World series cricket extended playing time into the night. White balls were introduced to improve visibility against coloured clothing and at night, and are now the standard for one-day games. But because the white leather deteriorates and loses its colour more quickly than the traditional red, two balls are needed for any one-day match. This ball was intended for the second innings of an exhibition match between South Africa and the Bradman XI held on Bradman Oval on 23 February 1992. It remains in pristine condition as only two overs were bowled by South Africa before the game was cancelled due to rain.

Dirty white

Used for 50 overs in an Under 19 England v Australia women’s game on Bradman Oval in 2003, this ball clearly shows how the surface and colour have been dramatically affected by play.

Women’s ball

Cricket balls are often used as keepsakes or trophies recording bowling feats or significant matches.
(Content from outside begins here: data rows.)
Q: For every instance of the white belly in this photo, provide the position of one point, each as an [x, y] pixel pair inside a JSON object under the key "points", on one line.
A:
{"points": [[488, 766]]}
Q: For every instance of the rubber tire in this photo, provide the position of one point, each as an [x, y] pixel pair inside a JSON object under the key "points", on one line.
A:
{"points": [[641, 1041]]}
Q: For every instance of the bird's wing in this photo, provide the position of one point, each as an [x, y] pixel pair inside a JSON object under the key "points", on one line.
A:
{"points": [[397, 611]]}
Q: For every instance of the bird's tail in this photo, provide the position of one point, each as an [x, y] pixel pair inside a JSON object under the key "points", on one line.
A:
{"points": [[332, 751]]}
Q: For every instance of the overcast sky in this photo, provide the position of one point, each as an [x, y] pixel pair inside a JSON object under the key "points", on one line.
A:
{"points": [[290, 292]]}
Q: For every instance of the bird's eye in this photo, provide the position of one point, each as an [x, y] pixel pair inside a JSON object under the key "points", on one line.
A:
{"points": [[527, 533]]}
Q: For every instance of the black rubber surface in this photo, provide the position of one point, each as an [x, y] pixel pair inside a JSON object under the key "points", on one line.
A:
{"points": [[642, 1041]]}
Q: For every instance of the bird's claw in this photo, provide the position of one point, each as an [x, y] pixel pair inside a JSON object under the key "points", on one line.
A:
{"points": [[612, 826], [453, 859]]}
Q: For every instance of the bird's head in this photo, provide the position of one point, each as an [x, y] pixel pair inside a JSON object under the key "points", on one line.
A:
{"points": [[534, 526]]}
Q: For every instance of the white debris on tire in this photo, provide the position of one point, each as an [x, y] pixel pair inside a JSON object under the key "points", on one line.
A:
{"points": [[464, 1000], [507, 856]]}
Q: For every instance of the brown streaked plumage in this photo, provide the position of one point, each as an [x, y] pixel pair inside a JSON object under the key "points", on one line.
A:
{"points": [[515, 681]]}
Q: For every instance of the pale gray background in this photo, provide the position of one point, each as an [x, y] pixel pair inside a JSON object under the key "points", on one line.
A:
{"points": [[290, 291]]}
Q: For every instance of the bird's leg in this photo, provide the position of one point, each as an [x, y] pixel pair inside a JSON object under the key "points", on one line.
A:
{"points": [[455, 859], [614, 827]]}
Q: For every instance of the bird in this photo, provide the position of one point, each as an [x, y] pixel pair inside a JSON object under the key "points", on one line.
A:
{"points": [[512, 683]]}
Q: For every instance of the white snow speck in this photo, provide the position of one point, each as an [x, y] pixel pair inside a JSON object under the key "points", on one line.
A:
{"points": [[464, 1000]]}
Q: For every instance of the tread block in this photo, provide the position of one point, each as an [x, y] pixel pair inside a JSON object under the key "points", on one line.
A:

This ball records Australian wicketkeeper Kit Raymond’s debut Test played against New Zealand in Adelaide in January 1957; signed by several members of both teams. The ball used in women’s cricket is slightly smaller and lighter than the standard men’s ball. Juniors also play with a smaller ball.

Blind Cricket balls

Competition Blind Cricket has its beginnings in the 1920s, when it became popular among the large numbers of veterans who returned blind or partially blind from World War I. Wicker balls like this were used until 1972; the white plastic version was introduced in 2003. Both have bottle tops and metal weights inside to weight the ball and create noise when the ball is hit, rolled or thrown. Blind cricket at World Cup level was first played in Delhi in 1998 and is now held every four years.

The Groin Rub

Air flows more easily over a smooth, shiny surface, so a shiny ball will travel faster. Cricket law forbids any ‘external’ substance being applied to the ball, so bowlers typically moisten the ball with sweat or saliva and polish it against their clothes – the indent between leg and groin provides a particularly effective and popular location, often leaving a red mark on their pants.